Here is the demo video of how it works.
Process – iteration
Quick Prototype – User Interactions
We wondered how the button placement will affect the affordance of the watch band. Therefore, we used quick prototyping with materials such as white paper-like fabrics, cardboard, and buttons for our user testing.
We then did user testing with Apple watch wearers. We gathered insights as below:
- prefer thinner watch band
- should switch buttons with less effort to press
- button should be placed facing the user
- indicating light preferred at the bottom rather than near the screen. It seems distracting.
We also shared a survey with our friends and peers and got 15 responses for watch wearers to figure out the materials, occasions to take off their watches and so on. Since we are building watch band, we would have to know what material is reasonable for our team to manufacture that fits our heating pad.
We gain insights that:
- people value the watch in terms of comfort, aesthetics, and durability.
- people take off their watch during shower or sleep.
- the materials of their watch band are silicone, leather, and cloth.
You can check out our survey here.
I helped Jake to work on the heating pad construction where button press means turning on/off the heat, increase, or decrease the heat level.
Here are the schematics for the circuit.
We user tested in terms of different kinds of buttons. And gained insight of their favorite button and used that as our material for our look-like model.
We then used the vacuum machine to create a mold for it to achieve the minimalistic aesthetic. After that we spray painted it black to match the sleek design of the black watch band.
This is the example when we were working on different kinds of buttons as our trial.
In order to create the place for the heat pad, we used conductive tape to align with the band as below.
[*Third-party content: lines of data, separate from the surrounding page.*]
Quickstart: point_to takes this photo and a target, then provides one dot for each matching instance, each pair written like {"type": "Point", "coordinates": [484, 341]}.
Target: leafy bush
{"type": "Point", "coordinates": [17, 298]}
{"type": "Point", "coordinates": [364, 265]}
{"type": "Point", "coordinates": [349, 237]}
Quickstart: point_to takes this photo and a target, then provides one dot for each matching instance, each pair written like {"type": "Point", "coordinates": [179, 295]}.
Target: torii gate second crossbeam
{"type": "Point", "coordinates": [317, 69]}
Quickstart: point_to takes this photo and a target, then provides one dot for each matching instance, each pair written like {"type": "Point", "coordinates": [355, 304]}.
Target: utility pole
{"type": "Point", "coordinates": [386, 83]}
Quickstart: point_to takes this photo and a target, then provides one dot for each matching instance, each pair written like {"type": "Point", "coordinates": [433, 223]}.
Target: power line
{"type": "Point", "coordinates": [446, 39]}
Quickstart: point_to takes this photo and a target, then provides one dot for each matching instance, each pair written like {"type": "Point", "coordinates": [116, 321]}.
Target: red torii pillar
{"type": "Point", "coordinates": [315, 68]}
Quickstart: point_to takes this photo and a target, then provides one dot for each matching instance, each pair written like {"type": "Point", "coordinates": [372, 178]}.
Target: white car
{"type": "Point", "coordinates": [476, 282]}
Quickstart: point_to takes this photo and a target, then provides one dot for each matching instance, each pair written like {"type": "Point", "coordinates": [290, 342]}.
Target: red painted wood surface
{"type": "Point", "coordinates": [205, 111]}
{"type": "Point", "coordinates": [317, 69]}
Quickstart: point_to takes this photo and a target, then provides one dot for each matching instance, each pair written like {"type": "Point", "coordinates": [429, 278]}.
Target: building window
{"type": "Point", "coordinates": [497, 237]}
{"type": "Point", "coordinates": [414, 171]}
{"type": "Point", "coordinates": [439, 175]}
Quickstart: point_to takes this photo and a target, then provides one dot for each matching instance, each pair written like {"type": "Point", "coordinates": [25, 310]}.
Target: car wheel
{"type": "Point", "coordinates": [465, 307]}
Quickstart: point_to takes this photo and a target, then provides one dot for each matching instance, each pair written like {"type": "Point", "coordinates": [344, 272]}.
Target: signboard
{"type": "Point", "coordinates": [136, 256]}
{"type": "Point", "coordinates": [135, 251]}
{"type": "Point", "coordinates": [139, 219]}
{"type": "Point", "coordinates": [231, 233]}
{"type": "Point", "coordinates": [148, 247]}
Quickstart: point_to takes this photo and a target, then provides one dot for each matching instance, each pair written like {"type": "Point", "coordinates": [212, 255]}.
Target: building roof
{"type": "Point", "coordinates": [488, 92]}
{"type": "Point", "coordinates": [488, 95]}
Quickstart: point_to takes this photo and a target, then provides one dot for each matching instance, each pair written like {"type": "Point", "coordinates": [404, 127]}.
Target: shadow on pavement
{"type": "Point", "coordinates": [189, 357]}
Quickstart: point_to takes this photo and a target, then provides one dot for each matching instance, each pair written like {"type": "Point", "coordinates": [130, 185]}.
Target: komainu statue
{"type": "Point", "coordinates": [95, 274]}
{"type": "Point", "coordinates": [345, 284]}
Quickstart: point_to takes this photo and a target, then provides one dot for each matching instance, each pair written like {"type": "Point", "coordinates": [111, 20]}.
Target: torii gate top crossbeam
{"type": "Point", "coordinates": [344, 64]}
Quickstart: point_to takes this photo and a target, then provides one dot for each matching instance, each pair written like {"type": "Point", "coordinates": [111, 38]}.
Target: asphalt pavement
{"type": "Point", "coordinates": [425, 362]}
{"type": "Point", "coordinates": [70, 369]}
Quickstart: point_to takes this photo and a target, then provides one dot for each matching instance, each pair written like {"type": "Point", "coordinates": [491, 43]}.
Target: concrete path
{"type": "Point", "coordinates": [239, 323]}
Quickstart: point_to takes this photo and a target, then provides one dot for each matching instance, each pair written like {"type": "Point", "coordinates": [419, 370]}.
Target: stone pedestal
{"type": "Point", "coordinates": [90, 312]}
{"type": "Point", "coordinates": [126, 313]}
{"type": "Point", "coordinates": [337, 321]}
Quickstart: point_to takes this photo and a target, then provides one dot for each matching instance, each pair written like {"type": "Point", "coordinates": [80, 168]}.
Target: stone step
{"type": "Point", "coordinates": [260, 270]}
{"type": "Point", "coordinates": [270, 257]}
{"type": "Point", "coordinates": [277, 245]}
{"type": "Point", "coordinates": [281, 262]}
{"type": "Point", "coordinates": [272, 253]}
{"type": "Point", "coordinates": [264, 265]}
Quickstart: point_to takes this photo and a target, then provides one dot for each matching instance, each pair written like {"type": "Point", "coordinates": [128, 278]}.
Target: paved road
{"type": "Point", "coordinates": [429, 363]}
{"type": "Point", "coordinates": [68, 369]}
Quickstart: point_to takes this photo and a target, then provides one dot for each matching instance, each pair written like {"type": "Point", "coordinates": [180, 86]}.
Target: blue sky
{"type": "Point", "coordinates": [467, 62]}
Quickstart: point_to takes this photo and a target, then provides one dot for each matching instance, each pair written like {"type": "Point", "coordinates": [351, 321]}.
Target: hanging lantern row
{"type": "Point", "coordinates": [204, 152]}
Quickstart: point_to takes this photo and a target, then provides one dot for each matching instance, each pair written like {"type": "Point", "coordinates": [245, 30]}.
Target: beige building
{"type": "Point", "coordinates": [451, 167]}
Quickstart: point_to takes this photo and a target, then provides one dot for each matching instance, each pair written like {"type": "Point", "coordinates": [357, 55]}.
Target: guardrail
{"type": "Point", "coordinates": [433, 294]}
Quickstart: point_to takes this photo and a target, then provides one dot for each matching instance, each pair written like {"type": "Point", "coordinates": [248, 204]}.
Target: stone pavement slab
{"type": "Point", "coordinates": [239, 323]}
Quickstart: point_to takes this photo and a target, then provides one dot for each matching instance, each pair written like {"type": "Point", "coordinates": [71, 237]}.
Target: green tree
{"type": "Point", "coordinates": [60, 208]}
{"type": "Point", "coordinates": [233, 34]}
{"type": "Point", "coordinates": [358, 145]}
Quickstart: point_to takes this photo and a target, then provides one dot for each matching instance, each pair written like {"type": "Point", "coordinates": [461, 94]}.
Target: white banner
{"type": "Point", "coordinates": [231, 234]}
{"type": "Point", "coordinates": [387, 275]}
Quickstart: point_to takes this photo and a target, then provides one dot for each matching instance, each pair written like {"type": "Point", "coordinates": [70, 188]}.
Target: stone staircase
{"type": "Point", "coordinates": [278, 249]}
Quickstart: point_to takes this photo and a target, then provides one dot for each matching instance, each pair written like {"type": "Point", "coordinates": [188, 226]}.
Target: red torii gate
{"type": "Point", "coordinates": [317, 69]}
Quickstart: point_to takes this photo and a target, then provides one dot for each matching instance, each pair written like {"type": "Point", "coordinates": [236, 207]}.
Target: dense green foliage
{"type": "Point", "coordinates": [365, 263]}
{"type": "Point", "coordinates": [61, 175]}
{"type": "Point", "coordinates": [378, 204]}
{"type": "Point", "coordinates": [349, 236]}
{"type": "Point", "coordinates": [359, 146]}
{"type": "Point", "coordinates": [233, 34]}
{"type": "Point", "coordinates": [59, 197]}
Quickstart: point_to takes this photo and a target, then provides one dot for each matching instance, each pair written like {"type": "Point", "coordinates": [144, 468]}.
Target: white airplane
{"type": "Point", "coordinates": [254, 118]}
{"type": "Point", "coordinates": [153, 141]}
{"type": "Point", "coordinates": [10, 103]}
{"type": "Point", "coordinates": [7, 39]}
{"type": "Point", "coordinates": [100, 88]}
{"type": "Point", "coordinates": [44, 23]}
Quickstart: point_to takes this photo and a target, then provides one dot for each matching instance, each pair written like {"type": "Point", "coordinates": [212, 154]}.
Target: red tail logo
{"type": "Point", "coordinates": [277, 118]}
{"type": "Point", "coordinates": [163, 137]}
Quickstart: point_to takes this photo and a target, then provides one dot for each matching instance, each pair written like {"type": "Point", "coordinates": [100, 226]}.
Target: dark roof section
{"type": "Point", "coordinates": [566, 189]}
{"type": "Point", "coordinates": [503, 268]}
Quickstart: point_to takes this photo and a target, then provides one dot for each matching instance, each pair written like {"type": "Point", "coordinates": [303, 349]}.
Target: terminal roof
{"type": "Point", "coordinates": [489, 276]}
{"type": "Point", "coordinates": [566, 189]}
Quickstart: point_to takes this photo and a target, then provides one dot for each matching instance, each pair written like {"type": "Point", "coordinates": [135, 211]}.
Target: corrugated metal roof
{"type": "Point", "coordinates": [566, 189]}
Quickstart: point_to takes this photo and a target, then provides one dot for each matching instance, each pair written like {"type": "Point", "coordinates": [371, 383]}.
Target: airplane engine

This journey is so rewarding that I am proud to say I get what I put in. I wore many hats in the design process solving a problem for urban mobility. I conducted user research, market research, in-depth interviews, surveys, and user testings. I also helped out the technical part of building the product that actually works upon button press. I also created the branding guideline for our product Zeal and made it visually pleasing in terms of presentation.